Hi @lynn. Thank you for following up on this and watching the development of cvapipe_analysis so closely. Yes, as you noticed, we are refactoring all the code used in the paper and adding new functionalities to it. One of them is exactly the ability of downloading a small subset of data for test: 300 cells in total (12 per structure). We are also improving the documentation all along the code, so please stay tuned. Any feedback is very welcomed.

Hi @vianamp , I very much appreciate the additional features and documentation, this is cool stuff. If you would like feedback, I have a few suggestions that might improve things from my perspective as an external user:

  • Glad to see there are plans to add a config file - this would be great for things like microscope resolution in xy, which seems to be hard-coded in a few places (edit: I think I misremembered this, it might actually have been in cvapipe that I saw this). Would also be useful if the config file could define where the local_staging directory is created, which defaults to the current working directory in my hands. datastep seems to suggest that this could be provided in a config file but I haven’t yet figured out how to do this.

  • Currently, the loaddata step seems geared toward downloading Quilt data (which makes sense for the purposes of the Institute). I was able to work around this, but it would be useful if the data loading step were more agnostic to where the data are coming from. Not sure what the best solution is, but it might be good enough to have the option to use local data and indicate where the data are stored on the command line (hm, maybe I will try to implement this on my local repo).

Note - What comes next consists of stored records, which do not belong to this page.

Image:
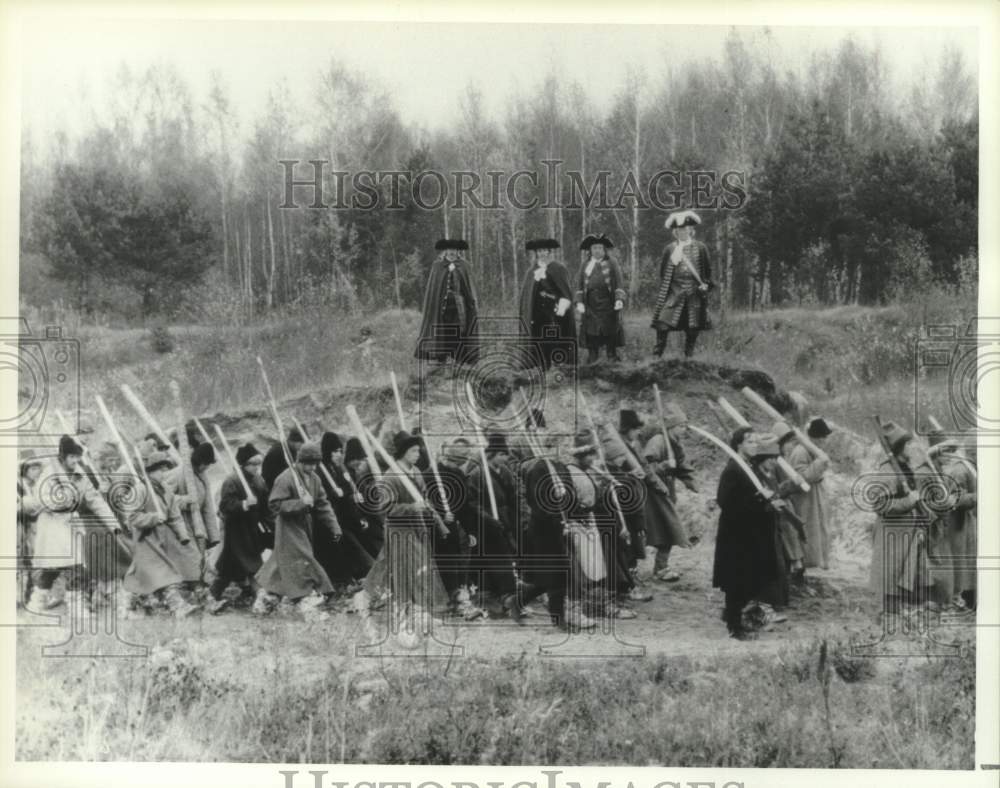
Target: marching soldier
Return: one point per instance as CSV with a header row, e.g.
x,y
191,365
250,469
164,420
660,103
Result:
x,y
811,506
746,560
670,465
448,330
598,559
600,299
158,533
299,506
493,558
246,520
961,475
685,281
546,297
28,509
275,462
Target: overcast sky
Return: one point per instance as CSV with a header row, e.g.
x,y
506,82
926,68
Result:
x,y
426,67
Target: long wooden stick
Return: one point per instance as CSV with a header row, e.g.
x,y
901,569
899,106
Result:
x,y
232,459
122,448
671,460
759,401
482,451
149,488
437,478
399,401
299,486
361,431
146,416
187,470
536,447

  • Right now, some steps are dependent on having membrane, DNA, and structures labeled - but some users may want only to analyze shapemodes on images with only the membrane and/or DNA channel, for instance. I have a branch that I’ve been tweaking to work on “membrane-only” images for the time being, but it’s more of a workaround than a robust solution. I think it would be more ideal if the user could specify this at the beginning and have subsequent steps adapt. This might be more challenging to implement, though, and I’d understand if it’s not a priority at this time.

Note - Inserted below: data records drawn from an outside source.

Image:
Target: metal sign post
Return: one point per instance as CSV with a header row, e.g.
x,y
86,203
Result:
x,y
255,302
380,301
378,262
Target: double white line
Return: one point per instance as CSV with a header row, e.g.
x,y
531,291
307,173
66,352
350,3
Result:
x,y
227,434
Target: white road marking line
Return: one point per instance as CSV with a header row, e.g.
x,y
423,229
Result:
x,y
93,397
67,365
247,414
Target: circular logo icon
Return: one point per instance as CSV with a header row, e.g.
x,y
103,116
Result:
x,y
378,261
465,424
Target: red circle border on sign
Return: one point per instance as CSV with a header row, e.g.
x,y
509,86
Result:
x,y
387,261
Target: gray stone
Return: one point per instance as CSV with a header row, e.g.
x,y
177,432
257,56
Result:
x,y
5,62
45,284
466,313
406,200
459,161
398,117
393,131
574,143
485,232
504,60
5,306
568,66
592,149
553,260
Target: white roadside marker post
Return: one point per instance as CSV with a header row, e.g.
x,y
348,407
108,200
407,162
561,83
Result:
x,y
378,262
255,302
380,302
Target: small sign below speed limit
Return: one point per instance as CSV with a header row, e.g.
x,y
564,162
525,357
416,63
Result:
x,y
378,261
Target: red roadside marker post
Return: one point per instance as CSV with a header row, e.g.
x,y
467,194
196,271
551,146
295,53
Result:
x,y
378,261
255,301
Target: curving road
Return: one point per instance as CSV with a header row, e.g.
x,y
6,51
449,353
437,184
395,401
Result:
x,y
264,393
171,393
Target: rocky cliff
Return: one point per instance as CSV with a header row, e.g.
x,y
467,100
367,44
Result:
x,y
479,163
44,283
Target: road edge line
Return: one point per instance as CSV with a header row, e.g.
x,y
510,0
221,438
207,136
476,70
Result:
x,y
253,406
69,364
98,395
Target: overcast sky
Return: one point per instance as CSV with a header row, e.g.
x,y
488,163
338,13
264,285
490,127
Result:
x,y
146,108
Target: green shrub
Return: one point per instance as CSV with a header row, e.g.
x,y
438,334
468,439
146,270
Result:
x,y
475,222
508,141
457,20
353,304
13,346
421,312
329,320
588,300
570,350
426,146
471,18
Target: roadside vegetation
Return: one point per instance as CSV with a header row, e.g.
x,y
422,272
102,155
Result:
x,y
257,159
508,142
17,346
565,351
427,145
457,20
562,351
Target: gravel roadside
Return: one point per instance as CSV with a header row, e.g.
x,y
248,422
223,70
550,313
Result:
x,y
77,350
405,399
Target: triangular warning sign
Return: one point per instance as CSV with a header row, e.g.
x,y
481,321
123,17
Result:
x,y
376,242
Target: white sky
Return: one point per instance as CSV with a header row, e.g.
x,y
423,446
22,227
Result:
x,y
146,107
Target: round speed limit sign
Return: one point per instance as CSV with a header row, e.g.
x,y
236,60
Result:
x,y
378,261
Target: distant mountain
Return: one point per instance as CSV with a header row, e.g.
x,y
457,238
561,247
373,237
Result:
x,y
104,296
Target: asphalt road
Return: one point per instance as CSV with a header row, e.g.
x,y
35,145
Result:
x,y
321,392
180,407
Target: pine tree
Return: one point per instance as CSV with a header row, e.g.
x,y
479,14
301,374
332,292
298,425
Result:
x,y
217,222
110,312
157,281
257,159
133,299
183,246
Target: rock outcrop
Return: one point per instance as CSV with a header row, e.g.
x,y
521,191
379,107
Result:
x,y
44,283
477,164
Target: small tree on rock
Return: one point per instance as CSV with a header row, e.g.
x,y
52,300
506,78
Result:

Not sure if this is the kind of feedback you all are looking for, feel free to ignore if it’s not, haha. Again, very cool stuff, and I’m thankful to have access to the code as it’s being developed, it’s already been helpful for my work. I don’t know if there’s much I can do to help given my skill level, but I will definitely be keeping an eye on this project in the near future.

Hi @lynn. Thank you for you message. About your first point. you can change the default staging directory by creating a file name workflow_config.json inside the root of cvapipe_analysis. The content of this file should look like:

{
"project_local_staging_dir": "my/new/staging/folder"
}

We are also working on creating a global config file that will make easier to set this and other parameters used along the code. Your 2nd point one of the next items in my list.

Your 3rd point was not on the roadmap, but I will bring this to others and see what they think. As a hack, you can always duplicate one of segmentations and pretend you always have cell and nuclear segmentations available.